BYT - Municipalities are going to have to address this. Here in San Diego, we have Car2Go vehicles sitting idle in public EV charging spaces. We emailed our local rep about it and await her reply.

mrspaghetti | October 17, 2012


Unfortunately I don't think it's that they're inconsiderate. I think they're intentionally sticking it to EV drivers.

BYT | October 17, 2012

Either way, inconvieniancing them with a tow would make them think twice about doing it again.

Vawlkus | October 18, 2012

I'd rather knife all four of their tires in the sidewall, but I'm vindictive that way.

BYT | October 18, 2012

Here was the reply from ChargePoint:

Thank you for contacting ChargePoint customer support.

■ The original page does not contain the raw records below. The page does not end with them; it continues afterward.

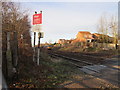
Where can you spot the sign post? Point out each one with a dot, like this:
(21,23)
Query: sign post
(37,21)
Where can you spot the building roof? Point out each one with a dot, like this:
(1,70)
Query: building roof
(84,32)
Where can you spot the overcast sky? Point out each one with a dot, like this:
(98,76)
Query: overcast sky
(63,20)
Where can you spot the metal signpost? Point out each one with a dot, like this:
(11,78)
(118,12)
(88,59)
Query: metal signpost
(37,21)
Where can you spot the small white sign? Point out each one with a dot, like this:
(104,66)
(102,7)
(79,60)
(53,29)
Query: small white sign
(37,28)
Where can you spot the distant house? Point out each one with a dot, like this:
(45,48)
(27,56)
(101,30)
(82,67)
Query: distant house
(84,36)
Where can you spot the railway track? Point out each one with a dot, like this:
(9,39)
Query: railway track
(81,63)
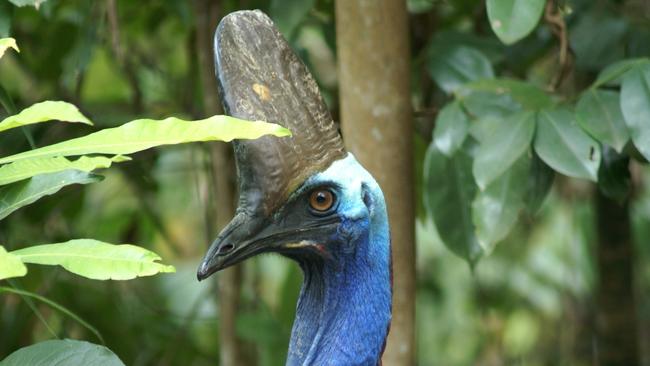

I apologize for your recent experience being blocked by ICE vehicles. At ChargePoint, we encourage all station owners to do everything possible to designate parking spaces for EV charging and to regulate occupancy. We understand the need to build good driver and station etiquette into the process in this regard and hope to see progress as this industry matures.

Currently, California is the only state that has passed laws that regulate occupancy of EV parking spaces and charging.

Thank you for contacting ChargePoint Support.

Klaus | October 18, 2012

Florida has passed a law as well. $35 fine.

louis | November 22, 2013

Tesla could solve this by building in a charge port on the passenger side of the car too.

Chuck Lusin | November 22, 2013

Two charge ports would be nice for two Tesla families.

logicalthinker | November 22, 2013

+1 Louis

jbunn | November 22, 2013

I used a municipal charger last week, but the install location was pretty bad. It was a dual 1772, with the cord coming out each side of the pedestal. It's intended to be placed in front of the parking slot, but this was located on the curb. The other driver had to pull the cord across the top of his hood to get to his front port (He was there before me, but probably after someone else). I was not able to get the cable over the top of my car from passenger front to driver rear. I finally decided to park on the wrong way against the curb, hoping I would not get a ticket. And by "municipal", I mean in front of the police station and city hall...

Fortunately, nobody bothered me in the hour or two I was there. I'm hoping they looked at the situation, and realized that was the only way to make this work.

I've gotten pretty good at backing this big car up for charging, I admit.

shop | November 22, 2013

The public chargers I've seen usually have long cords.